5. Advanced and Non-Invasive Modes

  • NIPPV (Non-Invasive Positive Pressure Ventilation) supports breathing via nasal prongs and synchronized breaths—reduces extubation failure and supports alveolar recruitment 

  • nHFOV uses nasal high-frequency oscillation (5–8 Hz; 300–480 breaths/min) and offers improved CO₂ clearance vs CPAP

  • BiPAP provides dual-level PEEP with synchronized support—often more successful than CPAP alone in RDS 


6. Risks & Monitoring

Complications of neonatal mechanical ventilation include pneumothorax, airway trauma, bronchopulmonary dysplasia (BPD), and ventilator-associated lung injury. Careful monitoring of chest movement, breath sounds, and blood gases is essential 


Example Initial Settings Table for RDS (Term Preemie)

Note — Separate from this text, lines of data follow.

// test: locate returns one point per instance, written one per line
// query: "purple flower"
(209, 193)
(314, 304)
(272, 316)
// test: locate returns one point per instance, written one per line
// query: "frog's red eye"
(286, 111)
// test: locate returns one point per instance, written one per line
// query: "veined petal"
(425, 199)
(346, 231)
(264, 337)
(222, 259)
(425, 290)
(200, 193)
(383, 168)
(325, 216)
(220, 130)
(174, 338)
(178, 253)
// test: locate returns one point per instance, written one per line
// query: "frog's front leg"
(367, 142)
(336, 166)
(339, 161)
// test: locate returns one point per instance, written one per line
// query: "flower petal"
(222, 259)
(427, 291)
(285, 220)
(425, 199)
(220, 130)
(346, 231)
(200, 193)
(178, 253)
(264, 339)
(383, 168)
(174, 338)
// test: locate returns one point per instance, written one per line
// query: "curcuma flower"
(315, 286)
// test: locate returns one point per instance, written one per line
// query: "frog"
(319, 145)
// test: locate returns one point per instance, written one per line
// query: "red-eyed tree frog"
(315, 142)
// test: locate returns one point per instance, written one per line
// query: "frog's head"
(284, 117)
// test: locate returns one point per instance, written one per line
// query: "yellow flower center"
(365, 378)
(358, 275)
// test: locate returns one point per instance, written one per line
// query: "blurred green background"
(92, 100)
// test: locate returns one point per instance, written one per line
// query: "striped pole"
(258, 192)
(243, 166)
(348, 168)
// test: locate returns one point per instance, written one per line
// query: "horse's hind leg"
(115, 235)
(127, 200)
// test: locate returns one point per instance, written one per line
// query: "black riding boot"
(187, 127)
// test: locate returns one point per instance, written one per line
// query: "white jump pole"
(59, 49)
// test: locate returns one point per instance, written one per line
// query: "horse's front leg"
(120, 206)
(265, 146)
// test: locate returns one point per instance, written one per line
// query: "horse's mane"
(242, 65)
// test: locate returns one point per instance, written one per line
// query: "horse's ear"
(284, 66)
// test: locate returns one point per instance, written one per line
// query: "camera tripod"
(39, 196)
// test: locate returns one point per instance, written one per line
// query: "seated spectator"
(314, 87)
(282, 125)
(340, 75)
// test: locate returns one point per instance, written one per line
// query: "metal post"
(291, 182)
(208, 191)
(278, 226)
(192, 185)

Parameter Typical Starting Range
Mode AC + VG / SIMV + VG + PS
Tidal Volume 4–6 ml/kg
Rate 40 bpm (30–60)
PIP 16–24 cm H₂O (adjust per compliance)
PEEP 5–6 cm H₂O
iT 0.3–0.45 s
FiO₂ Start ~40%; adjust per SpO₂ target
PS (PIP–PEEP)/2, ~4–6 cm H₂O

Conclusion

The neonatal ventilator is an essential tool for managing neonatal respiratory failure. Mastery of neonatal ventilation modes—like SIMV, AC, PSV, VG, HFOV, and newer modalities like NAVA—is critical. Careful titration of neonatal ventilator settings such as PIP, PEEP, VT, RR, iT, and FiO₂, guided by blood gases and bedside assessment, enables a lung-protective strategy. With thoughtful adjustments and weaning protocols, clinicians can support neonates effectively while minimizing complications.